In parallel, we computed Spearman’s rank correlation coefficients between gene expression and vRNA abundance across all cells, as done previously for flaviviruses [23]. Our data indicate that the majority of host genes are negatively correlated with vRNA abundance (S2C Fig). Stratifying host genes by expression level in uninfected cells indicated that highly expressed genes demonstrated a stronger negative correlation with vRNA abundance (S2D Fig), suggesting that cellular functions relying on highly expressed genes are more vulnerable to VEEV infection. To identify genes that are both differentially expressed between infected and uninfected cells and correlated with vRNA, we computed the intersection between the 1707 DEGs with the top 600 genes that either positively (n = 300) or negatively (n = 300) correlated with vRNA. 263 overlapping genes emerged from this analysis (Fig 2A).
Gene Ontology (GO) enrichment analysis of these 263 genes via metascape [41] highlighted metabolism of RNA as the most enriched molecular function term (Fig 2A). Shown in Figs 2B and 2C and S2E are representative genes that were overexpressed in high vRNA cells vs. uninfected and low vRNA and positively correlated with vRNA (TNFAIP3), underexpressed and negatively correlated with vRNA (TAF7), or not differentially expressed and were uncorrelated with vRNA (COPZ2). The expression level of these genes did not change over time in uninfected cells, supporting that their altered levels represent actual differences between the groups rather than a time effect (S2F Fig).

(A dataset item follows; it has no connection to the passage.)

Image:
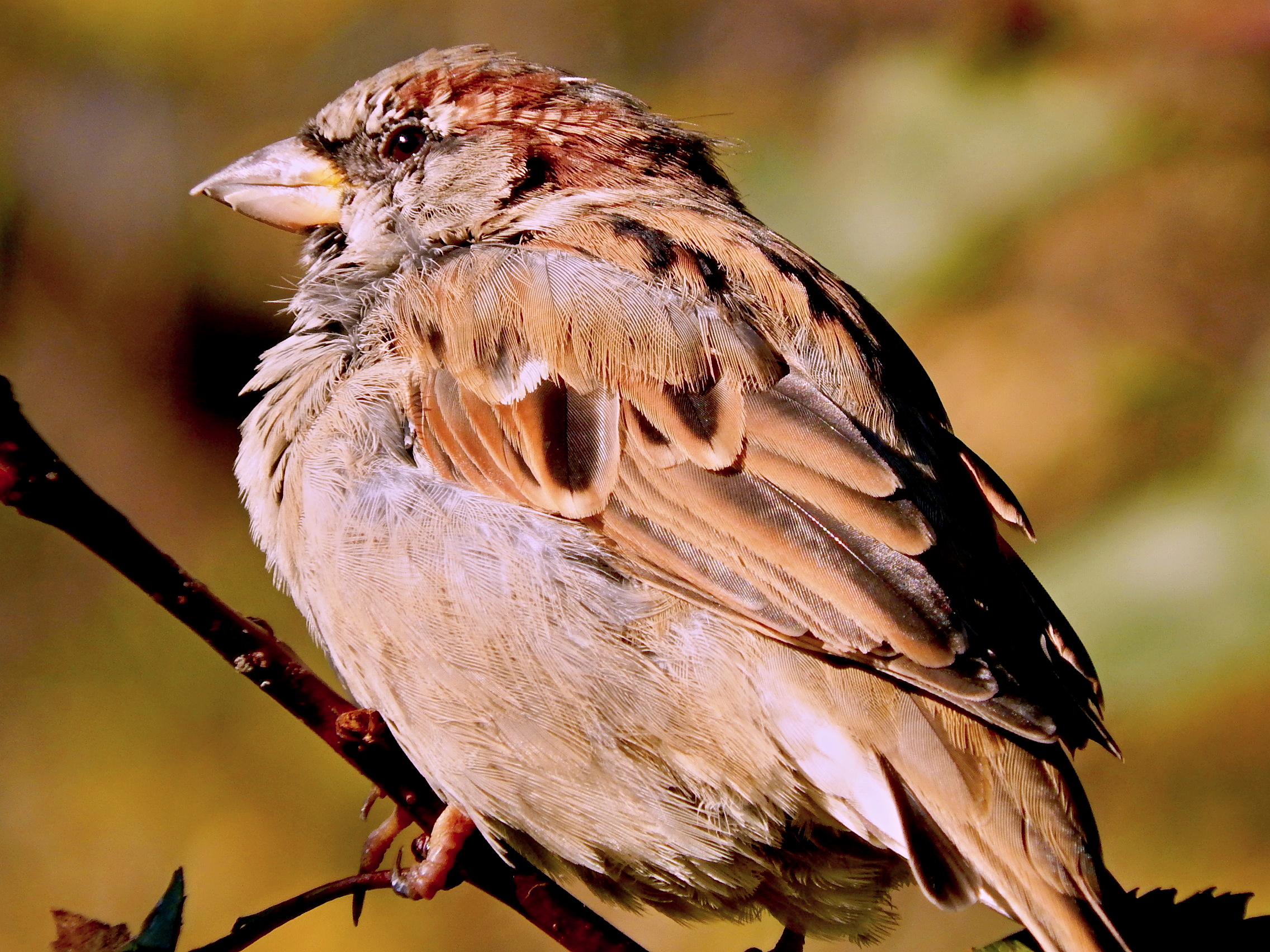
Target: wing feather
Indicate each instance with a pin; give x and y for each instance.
(719, 409)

Early infected “superproducer” cells show distinct patterns of host gene expression
During cell processing, we noticed that 2% of the cells infected with an MOI of 1 at 6 hpi, the duration of a single cycle of VEEV replication [7,42], showed stronger GFP signals (FITC gate readout > 1000) than the remaining cells in the same condition. To probe the relevance of this unexpected finding, we specifically sorted these cells. In correlation with their GFP expression, the majority of these cells harbored ~100-fold higher virus/total reads ratio than the remaining cells in the same condition, suggesting that once initiated, viral replication proceeded extremely fast in these “superproducer” cells (Fig 3A). 11 cells were defined as “superproducer” cells based on the following criteria: harboring > 0.001 vRNA/total reads and GFP readout > 1000 at 6 hpi (MOI = 1) (Fig 3A). To elucidate whether these “superproducer” cells exhibit a distinct gene expression pattern, we conducted differential gene expression analysis (Mann-Whitney U test) between these 11 cells and uninfected cells as well as low vRNA harboring cells, both harvested at the same time point (6 hpi). A total of 16 DEGs were identified showing a distinct expression pattern only in these “superproducers”, with representative overexpressed and underexpressed genes shown in Fig 3B and 3C. Notably, these genes were also differentially expressed between the “superproducer” cells and high vRNA cells harvested at 24 hpi, suggesting that they do not represent a general response to high vRNA abundance, but rather a unique feature of this cell population. Among the overexpressed genes were SYTL3, a protein that directly binds to Rab27A to regulate Rab27-dependent membrane trafficking; KDM3B, a lysine demethylase; SNX29, a member of the sorting nexin family; and COG5, a component of Golgi-localized complex that is essential for Golgi function. Among the underexpressed genes were ZMAT5, an RNA-binding protein belonging to the CCCH zinc finger family of proteins implicated in antiviral immune regulation [43]; VPS37A, a component of the ESCRT-I protein complex; and AC087343.1, a ribosomal protein L21 pseudogene. These findings provide evidence that a small subset of “superproducer” cells largely drives VEEV replication during the first viral life cycle and demonstrates a distinct gene expression pattern. These results also point to SYTL3, KDM3B, SNX29 and COG5 as candidate proviral factors, and to ZMAT5, VPS37A and AC087343.1 as potential antiviral factors.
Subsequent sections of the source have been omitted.